I’M NOT THAT much older than the average millennial child. The distinction between Gen X and Gen Y is an ambiguous line that falls almost directly on my birth year of 1983, which is why the differences between us are that much more striking. Millennials are alien to me—and I suspect—to many people my age and older.
I grew up without cable or Internet. There was no philosophical reason my parents withheld cable; they just weren’t TV people. We read books. I’m actually tangentially named after a fictional private eye from Boston and my middle name—although quite urban—is from a recurring Louis L’Amour character.

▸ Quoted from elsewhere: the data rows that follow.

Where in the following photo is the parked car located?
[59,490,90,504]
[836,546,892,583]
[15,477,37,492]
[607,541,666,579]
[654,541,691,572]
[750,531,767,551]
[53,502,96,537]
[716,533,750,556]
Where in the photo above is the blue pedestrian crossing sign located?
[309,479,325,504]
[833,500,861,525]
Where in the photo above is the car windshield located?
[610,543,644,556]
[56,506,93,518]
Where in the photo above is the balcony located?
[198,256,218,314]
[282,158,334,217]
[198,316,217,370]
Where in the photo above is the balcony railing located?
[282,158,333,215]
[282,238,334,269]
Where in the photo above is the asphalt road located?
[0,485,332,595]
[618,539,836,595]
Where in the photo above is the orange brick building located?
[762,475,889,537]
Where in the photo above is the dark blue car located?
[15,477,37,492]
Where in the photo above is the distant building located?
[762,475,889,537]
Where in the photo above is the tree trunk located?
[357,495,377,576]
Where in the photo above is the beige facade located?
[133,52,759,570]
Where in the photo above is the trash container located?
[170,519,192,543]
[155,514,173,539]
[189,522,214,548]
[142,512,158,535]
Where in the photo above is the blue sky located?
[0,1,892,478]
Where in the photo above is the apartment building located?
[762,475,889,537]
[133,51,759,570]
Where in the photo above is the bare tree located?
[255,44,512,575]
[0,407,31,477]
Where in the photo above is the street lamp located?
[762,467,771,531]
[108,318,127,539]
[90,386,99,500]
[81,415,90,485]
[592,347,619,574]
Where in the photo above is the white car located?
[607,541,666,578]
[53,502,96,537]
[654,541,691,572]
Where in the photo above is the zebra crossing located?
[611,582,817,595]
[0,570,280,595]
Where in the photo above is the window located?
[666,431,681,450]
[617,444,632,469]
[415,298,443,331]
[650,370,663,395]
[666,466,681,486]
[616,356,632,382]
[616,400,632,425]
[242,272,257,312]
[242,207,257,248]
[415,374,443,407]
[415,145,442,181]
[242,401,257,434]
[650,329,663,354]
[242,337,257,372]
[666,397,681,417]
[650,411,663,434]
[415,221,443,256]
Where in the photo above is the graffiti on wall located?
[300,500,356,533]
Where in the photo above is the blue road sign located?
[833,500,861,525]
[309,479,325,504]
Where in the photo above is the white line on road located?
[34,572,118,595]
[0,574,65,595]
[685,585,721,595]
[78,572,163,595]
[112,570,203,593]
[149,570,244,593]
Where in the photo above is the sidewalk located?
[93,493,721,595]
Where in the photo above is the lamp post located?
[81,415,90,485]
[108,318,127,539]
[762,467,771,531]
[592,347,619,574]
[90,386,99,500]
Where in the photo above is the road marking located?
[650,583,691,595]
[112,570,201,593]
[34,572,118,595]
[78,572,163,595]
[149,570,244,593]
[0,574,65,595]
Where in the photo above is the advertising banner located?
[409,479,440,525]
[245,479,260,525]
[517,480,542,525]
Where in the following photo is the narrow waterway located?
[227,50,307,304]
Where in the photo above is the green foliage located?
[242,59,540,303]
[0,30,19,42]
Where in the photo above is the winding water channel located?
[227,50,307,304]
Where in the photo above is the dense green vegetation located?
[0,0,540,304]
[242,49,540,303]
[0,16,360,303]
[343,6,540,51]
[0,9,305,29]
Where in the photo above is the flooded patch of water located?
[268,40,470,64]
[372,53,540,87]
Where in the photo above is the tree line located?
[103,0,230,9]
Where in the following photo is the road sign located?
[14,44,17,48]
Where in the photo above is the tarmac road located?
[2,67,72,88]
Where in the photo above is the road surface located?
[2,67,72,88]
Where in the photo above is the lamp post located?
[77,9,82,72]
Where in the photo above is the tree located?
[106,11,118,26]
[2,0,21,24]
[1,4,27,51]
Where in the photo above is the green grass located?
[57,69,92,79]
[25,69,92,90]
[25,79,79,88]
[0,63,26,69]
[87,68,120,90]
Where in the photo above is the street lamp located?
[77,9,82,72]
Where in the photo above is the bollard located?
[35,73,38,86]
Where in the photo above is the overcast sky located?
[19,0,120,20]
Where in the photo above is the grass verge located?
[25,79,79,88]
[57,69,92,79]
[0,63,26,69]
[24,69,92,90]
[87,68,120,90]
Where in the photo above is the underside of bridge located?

We got cable and Internet my junior year of high school, but the damage was done. I was no longer a part of my generation. I knew more about John Irving than John Hughes or John Cusack.
In my teens I tried every drug I could get my hands on. That’s what people in my town did. It was rainy and cold all the time, so we did drugs, played sports and imagined life after high school. A lot of them are still there. Almost no one who left goes back.
I frequented the bowling alley in front of my apartment building in D.C. so often to use the pay phone, the bouncer thought I was selling drugs out of the place. I got a cell phone the next week. This was my junior year of college.
In college I owned an anachronistic desktop PC that was infected with so many viruses I once placed a prophylactic on my monitor to stem the tide of Internet bacteria (it’s no wonder I attempted to smoke a light-bulb that night).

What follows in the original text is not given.